По правде говоря, мне вовсе не тоскливо, но возражать я не стал и постарался изобразить на лице как можно более унылое выражение.
Фрау Лиссенкова задела у папы самое больное место, это я сразу смекнул. Когда кто-нибудь обмолвится о маме и намекнёт, что в одиночку папа, вероятно, не справляется с воспитанием, он всегда сникает.
Они с мамой развелись четыре года назад. А пять лет назад мы ездили на отдых в Австралию.
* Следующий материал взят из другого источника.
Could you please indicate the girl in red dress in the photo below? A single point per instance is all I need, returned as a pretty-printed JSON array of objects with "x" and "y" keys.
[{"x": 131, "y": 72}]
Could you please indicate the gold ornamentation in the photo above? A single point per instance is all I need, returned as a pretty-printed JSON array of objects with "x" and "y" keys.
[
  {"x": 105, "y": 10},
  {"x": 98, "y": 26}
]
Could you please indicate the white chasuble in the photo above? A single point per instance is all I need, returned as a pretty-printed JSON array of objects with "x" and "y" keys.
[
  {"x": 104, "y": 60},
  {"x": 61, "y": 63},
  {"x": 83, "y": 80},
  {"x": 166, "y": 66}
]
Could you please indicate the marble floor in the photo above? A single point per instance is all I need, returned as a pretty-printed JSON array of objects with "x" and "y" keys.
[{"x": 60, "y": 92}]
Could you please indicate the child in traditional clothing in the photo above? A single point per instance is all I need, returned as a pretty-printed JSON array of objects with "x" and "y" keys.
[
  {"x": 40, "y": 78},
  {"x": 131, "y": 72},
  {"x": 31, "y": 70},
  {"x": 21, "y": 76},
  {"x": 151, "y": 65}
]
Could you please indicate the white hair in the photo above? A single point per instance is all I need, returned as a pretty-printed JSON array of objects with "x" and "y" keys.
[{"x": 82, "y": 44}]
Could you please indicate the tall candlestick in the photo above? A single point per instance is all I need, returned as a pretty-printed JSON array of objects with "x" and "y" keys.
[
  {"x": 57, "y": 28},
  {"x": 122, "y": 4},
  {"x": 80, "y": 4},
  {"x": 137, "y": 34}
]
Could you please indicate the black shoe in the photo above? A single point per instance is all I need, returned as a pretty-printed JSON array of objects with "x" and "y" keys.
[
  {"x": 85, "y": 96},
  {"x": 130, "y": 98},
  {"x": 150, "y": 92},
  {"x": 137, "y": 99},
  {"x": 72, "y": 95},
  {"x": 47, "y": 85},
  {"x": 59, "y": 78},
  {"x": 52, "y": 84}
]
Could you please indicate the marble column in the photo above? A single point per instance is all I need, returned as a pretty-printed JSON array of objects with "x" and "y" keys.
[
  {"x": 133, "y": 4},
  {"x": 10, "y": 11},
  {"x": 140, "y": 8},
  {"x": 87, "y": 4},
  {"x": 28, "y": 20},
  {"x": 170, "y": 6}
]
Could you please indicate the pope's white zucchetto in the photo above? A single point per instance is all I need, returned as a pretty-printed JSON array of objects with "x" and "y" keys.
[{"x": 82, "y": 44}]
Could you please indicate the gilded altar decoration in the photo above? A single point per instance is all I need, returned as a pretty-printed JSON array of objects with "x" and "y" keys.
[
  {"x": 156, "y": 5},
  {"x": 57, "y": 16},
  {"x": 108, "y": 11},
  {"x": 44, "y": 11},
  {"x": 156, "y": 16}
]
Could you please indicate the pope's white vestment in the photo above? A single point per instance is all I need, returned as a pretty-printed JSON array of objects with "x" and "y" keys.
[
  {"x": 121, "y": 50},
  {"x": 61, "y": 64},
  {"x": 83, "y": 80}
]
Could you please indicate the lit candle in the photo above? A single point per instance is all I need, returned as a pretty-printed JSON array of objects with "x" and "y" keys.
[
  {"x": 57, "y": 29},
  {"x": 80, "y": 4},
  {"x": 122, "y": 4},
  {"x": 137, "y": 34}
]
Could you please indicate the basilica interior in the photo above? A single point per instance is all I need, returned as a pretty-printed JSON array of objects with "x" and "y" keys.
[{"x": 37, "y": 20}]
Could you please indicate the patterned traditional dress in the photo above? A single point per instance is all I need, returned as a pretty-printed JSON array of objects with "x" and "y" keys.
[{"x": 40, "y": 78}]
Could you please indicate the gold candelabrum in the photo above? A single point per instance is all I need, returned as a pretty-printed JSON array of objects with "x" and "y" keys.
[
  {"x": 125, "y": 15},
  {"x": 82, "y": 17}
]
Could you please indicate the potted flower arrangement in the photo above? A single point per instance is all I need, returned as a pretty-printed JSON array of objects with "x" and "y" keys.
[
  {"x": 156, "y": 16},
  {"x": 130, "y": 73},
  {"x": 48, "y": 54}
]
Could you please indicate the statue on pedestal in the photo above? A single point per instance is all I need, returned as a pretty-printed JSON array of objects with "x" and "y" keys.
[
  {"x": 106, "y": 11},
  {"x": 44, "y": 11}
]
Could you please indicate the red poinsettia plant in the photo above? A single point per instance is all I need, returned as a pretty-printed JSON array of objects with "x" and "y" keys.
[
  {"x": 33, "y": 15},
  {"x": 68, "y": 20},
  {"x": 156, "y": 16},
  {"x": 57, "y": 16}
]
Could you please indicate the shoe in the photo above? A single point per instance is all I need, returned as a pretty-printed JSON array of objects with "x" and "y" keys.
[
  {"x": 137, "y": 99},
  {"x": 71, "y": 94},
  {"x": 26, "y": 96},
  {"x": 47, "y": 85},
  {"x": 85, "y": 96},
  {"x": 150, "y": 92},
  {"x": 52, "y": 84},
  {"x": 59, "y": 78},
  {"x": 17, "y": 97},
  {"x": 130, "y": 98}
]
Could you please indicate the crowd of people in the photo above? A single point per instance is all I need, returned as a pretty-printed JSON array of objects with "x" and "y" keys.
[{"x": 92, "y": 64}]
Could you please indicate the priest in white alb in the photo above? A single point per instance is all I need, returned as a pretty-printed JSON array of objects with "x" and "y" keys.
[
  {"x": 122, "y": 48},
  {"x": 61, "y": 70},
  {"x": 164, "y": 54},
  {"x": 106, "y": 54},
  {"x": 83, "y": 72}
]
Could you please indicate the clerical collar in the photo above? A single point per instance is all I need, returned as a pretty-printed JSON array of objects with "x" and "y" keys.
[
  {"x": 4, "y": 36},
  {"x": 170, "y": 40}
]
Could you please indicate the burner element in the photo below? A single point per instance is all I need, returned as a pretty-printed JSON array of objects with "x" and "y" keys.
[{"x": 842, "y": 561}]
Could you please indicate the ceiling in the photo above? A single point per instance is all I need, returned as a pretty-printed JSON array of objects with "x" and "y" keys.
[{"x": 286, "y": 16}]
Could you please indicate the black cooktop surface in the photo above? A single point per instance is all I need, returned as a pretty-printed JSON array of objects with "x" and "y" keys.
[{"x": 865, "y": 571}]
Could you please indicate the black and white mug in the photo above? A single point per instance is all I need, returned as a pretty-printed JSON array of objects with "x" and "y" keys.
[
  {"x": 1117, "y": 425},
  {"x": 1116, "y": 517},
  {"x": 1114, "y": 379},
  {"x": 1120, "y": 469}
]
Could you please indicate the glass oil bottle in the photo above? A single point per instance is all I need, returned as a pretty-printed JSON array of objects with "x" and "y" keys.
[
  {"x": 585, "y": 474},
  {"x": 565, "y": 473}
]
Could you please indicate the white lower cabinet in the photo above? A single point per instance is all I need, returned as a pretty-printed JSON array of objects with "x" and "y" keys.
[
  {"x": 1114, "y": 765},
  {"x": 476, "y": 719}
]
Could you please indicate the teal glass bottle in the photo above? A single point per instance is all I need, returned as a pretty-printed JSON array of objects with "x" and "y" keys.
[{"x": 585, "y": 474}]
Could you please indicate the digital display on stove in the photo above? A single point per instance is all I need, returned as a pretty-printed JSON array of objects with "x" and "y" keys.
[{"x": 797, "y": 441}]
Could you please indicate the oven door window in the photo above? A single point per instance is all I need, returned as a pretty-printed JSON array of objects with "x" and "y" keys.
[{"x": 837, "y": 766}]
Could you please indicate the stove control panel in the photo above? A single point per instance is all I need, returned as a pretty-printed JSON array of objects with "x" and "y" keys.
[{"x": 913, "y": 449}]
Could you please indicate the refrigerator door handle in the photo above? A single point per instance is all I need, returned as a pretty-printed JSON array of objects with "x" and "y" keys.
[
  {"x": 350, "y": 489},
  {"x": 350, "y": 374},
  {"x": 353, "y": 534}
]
Там мама познакомилась с новозеландцем, охотником на крокодилов, и рассталась с нами. На прощанье она сказала, чтобы мы с папой не скучали, что она любит жизнь, полную приключений, и не может больше проводить все дни, стоя за прилавком аптеки. Честно говоря, я вполне понимал, что она не хочет всю жизнь продавать таблетки. Папа тоже не в восторге от этого занятия. Больше всего ему нравится окрашивать таблетки в разные цвета, придумывать фруктовые жвачки необыкновенных оттенков или писать картину, которую он потом выставляет в витрине между витаминами и аэрозолями от насморка.
Мама всегда обожала приключения. Наверно, она унаследовала эту страсть от своего отца, моего деда с материнской стороны. Я с ним знаком не был. Он рано умер – при попытке спуститься по Ниагарскому водопаду в железной бочке. Правда, сам спуск окончился благополучно. Но разразилась сильная гроза, и в бочку ударила молния.
До того как мои родители поженились, мама часто охотилась на кабанов. Папа был в ужасе. Он любит животных и не может понять, как это люди решаются в них стрелять.
Мама уступила папе и стала стрелять только по пустым жестяным банкам, расставляя их на камнях в нашем дворе. Но тут соседи пожаловались на то, что их пугают выстрелы. Так что ей пришлось бросить и это занятие и стрелять только из воздушного пистолета в подвале под аптекой по мишеням, которые нарисовал папа. Иногда она невзначай попадала в какую-нибудь из папиных склянок с микстурами. Мама подметала осколки и прятала их в корзину для мусора, завернув в газету. Но наша уборщица всегда догадывалась, что произошло, и жаловалась папе: «Ваша жена опять разбила микстуру от кашля».
Папа всегда заступался за маму и говорил что-нибудь вроде: «Ну что ж, ничего страшного. Со всяким может случиться. Значит, придётся приготовить новую микстуру. У старой всё равно был какой-то неприятный цвет, она была чересчур зелёная».
Но мама, к сожалению, всё равно нас оставила.
И папа, когда мы летели из Австралии, сказал, чтобы меня утешить: «Теперь я буду тебе и папой, и мамой».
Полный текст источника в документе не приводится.